Wir sind zwar zahlenmäßig unseren Vorgänger-Generationen deutlich unterlegen. Aber Frau Hünniger zieht daraus die falschen Schlüsse. Denn umso wichtiger ist es, mit unserem Kreuz am Sonntag zu zeigen: „Wir sind da, und wir wollen ein zukunftsfähiges Deutschland“. Nicht zu wählen heißt dagegen, zu resignieren und den Älteren und ihren Themen kampflos das Feld zu überlassen. Denn die Annahme, Politiker würden eine hohe Zahl an Nichtwählern als Warnsignal auffassen, ist eine Illusion. Heißt: Wer nicht wählt, hat auch kein Recht sich über die politische Debatte in unserem Land zu beschweren!

Eins soll an dieser Stelle klar sein: Das alles gilt nicht nur für Frau Hünniger. Natürlich gilt das Recht auf freie Meinungsäußerung für Nichtwähler genauso wie für Wähler. Wer aber für sich selber beschlossen hat, dass keine Partei wählbar ist, der sollte auch andere nicht durch seine Klagelieder bei ihrer Wahlentscheidung beeinflussen.

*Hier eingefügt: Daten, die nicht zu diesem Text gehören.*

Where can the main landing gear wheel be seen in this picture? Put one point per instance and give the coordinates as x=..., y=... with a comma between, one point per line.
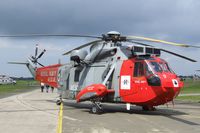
x=96, y=108
x=148, y=108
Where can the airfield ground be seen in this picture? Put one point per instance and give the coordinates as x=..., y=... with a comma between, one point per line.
x=36, y=112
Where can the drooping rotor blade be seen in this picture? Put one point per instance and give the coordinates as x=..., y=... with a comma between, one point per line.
x=82, y=46
x=41, y=54
x=40, y=64
x=20, y=63
x=167, y=51
x=36, y=50
x=181, y=56
x=140, y=43
x=51, y=35
x=138, y=38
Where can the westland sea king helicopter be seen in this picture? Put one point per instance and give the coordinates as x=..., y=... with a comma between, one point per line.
x=115, y=69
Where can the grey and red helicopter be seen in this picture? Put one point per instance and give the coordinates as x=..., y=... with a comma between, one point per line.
x=116, y=69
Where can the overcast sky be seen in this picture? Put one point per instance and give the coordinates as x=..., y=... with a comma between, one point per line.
x=172, y=20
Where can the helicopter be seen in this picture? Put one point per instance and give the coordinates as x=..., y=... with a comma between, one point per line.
x=115, y=69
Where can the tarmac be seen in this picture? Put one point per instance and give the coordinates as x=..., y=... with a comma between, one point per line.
x=36, y=112
x=180, y=118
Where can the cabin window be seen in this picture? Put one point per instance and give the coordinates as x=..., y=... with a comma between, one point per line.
x=138, y=69
x=76, y=76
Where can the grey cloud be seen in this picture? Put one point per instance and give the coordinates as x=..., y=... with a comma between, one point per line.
x=173, y=20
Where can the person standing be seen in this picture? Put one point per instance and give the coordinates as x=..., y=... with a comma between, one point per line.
x=52, y=89
x=47, y=88
x=42, y=86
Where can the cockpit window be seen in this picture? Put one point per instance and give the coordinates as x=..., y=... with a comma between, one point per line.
x=164, y=67
x=138, y=69
x=148, y=70
x=156, y=67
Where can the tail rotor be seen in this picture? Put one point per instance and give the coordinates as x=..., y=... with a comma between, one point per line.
x=35, y=58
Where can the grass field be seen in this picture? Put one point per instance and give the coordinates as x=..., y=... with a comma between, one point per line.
x=20, y=86
x=190, y=86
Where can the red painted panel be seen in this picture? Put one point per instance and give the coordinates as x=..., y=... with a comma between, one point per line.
x=48, y=75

Ich respektiere Menschen, die nicht wählen, schließlich herrscht in Deutschland Wahlfreiheit und nicht Wahlzwang. Verständnis habe ich dafür aber nicht. Und schon gar nicht für Nichtwähler, die sich gleichzeitig über die Politik beschweren. Wer nicht wählt, der darf auch nicht jammern. Im Übrigen: Ich bin am Sonntag auch nicht zu Hause – habe aber Briefwahl gemacht. Das ist nämlich fast so einfach wie Facebook.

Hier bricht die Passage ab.